While serving as director of the weapons factory in Izhevsk after the war, he set out to design an automatic rifle that could be produced en masse and match the automatic weapons the Germans had been deploying. And so the Kalashnikov, as it’s also known, was born. The AK-47 has gone through many iterations and been used on battlefields and also by gangsters and terrorists around the world.
“My father’s slogan was to create a weapon that could protect the motherland,” Viktor tells me.
I ask if his father has any regrets, given how many people have been killed—including countless numbers at the hands of criminals.
“Sure, it has been used by criminals. It is a reliable weapon. But I would like to emphasize, the constructor is not guilty in that—politicians are.” He says his father does tell himself that a lot, because there are moments when he thinks about the impact of what he invented. “Yes, Dad thinks about it and talks about it.”
He sure should. The gun he invented is used by armies, child soldiers, criminals, terrorists. And it’s available everywhere. According to C. J. Chivers of the New York Times, who wrote a book about the Kalashnikov called The Gun, so many of the guns have been produced that there is one for every seventy humans on earth. “The Kalashnikov is the most common weapon you will see,” he told my colleague Terry Gross on NPR’s program Fresh Air, suggesting that if you find yourself anywhere in the world that’s unstable or unsafe, chances are these weapons are not far away. The AK-47 “gets used in those places in the commissions of crimes, in the commission of human-rights violations. It is often used by governments as a tool of repression. It’s the weapon of the crackdown and has been for more than half a century.” But the market has become so flooded
with the guns that orders are beginning to fall off—and that’s bad for Izhevsk, Chivers said in another NPR interview.
This is, in the simplest sense, a struggling factory town that’s looking for more orders so it can keep more people at work. There’s also sort of something psychological at work here. The Kalashnikov is, in many ways, Russia’s Coca-Cola. It’s their brand. It’s the one thing that they made that we all know of and that has had global saturation. You know, we don’t buy Russian pacemakers, or Russian watches, or Russian perfumes, or Russian automobiles in any significant numbers. But the Kalashnikov is the thing.
There’s something melancholy about this—not exactly the fact that gun orders are down, which is a good thing, but that Russia is so desperate for its brand to be respected again. There was a time when Russian citizens felt an enormous sense of pride—like when the cosmonaut Yuri Gagarin became the first man in space.
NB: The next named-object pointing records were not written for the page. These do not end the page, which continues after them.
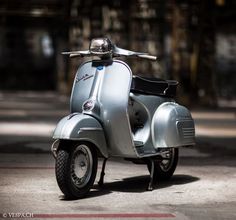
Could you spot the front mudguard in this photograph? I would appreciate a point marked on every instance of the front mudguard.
(172, 126)
(81, 127)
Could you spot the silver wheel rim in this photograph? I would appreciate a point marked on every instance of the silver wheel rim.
(81, 166)
(168, 160)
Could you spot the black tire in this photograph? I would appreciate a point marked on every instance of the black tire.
(164, 170)
(76, 168)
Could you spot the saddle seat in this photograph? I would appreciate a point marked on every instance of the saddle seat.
(154, 86)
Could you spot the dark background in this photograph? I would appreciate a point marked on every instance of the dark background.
(195, 42)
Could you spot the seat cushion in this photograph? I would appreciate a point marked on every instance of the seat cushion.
(154, 86)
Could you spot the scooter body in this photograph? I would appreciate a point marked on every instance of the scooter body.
(121, 115)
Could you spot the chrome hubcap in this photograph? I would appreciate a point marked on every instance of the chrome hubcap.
(81, 166)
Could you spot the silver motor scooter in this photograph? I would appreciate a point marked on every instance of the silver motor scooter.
(117, 114)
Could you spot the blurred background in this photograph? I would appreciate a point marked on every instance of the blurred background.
(195, 42)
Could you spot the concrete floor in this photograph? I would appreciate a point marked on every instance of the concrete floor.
(203, 186)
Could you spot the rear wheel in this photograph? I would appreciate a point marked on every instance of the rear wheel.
(164, 169)
(76, 168)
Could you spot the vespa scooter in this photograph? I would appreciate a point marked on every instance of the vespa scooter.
(117, 114)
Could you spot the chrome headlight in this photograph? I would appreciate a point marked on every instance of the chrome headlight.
(100, 46)
(88, 105)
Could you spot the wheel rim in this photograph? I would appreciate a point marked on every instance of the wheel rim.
(168, 160)
(81, 166)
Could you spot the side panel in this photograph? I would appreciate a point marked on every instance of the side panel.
(172, 126)
(114, 97)
(81, 127)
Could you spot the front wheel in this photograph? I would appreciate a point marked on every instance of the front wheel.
(76, 168)
(164, 169)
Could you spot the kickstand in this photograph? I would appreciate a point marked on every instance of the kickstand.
(101, 180)
(150, 185)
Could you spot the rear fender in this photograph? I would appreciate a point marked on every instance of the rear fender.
(172, 126)
(82, 127)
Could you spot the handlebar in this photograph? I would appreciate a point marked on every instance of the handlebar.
(103, 47)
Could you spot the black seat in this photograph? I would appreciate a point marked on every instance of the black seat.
(153, 86)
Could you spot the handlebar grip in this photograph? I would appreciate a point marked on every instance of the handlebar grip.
(149, 57)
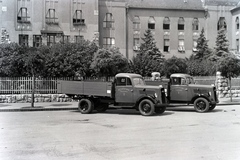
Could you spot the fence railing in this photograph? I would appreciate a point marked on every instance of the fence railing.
(23, 85)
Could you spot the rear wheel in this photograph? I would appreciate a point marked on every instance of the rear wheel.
(212, 107)
(85, 106)
(201, 105)
(160, 110)
(102, 107)
(146, 107)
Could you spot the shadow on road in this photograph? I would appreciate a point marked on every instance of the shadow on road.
(4, 105)
(61, 104)
(177, 109)
(126, 112)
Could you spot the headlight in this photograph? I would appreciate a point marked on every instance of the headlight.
(209, 93)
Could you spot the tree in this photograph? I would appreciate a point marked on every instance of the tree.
(174, 65)
(34, 64)
(108, 62)
(229, 66)
(70, 59)
(11, 61)
(222, 47)
(203, 50)
(149, 58)
(199, 67)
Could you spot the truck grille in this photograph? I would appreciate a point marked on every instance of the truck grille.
(163, 95)
(215, 93)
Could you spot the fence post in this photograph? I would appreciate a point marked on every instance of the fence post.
(33, 90)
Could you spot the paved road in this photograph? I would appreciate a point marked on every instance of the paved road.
(178, 134)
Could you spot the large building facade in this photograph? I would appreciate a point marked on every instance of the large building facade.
(175, 24)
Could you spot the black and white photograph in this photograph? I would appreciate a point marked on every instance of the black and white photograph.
(119, 80)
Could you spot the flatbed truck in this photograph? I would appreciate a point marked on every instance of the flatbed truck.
(128, 90)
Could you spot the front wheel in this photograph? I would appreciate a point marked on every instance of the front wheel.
(146, 107)
(201, 105)
(212, 106)
(85, 106)
(160, 110)
(102, 107)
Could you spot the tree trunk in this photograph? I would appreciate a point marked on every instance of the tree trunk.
(33, 90)
(230, 83)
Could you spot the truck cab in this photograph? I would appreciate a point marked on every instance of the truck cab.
(130, 90)
(181, 88)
“America could not do that, okay?” Yuri Karash once told me. The Russian commentator often writes about the space industry. “Western Europe could not do it. No other country in the world could do it. But the Soviet state could.”
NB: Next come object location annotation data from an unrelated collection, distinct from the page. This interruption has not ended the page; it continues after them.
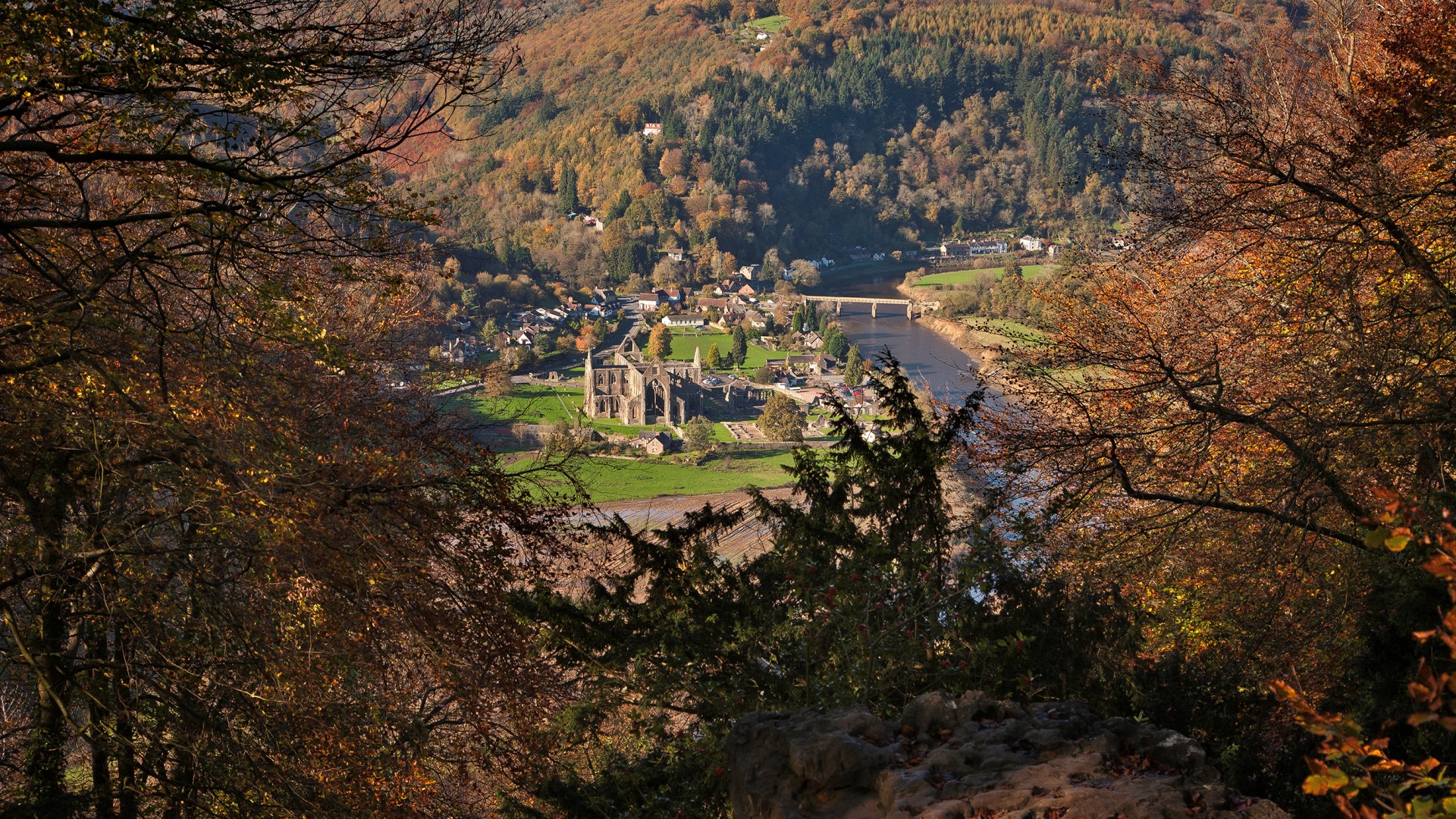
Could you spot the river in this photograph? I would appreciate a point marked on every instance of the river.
(927, 356)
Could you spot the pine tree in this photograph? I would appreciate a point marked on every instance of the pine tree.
(566, 191)
(740, 346)
(698, 435)
(660, 343)
(854, 366)
(783, 419)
That was then. Today, there’s far less pride—even at moments when there should be more. When the U.S. Space Shuttle program ended, NASA began paying Russia to carry Americans into space for an undetermined period of years. Like many Russians I spoke with, Karash was less than impressed. He described the moment as similar to a Mercedes breaking down in the middle of the desert. “So you suddenly see a Bedouin riding a camel on the shoulder and you ask him, ‘Hey, guy, do me a favor, give me a lift to someplace?’ And he says, ‘No problem. Pay me $63 million and I’ll take you there.’ Does it mean camel is better than Mercedes?”
For a country whose people are already prone to fatalism, you can imagine a loss of pride only piling on.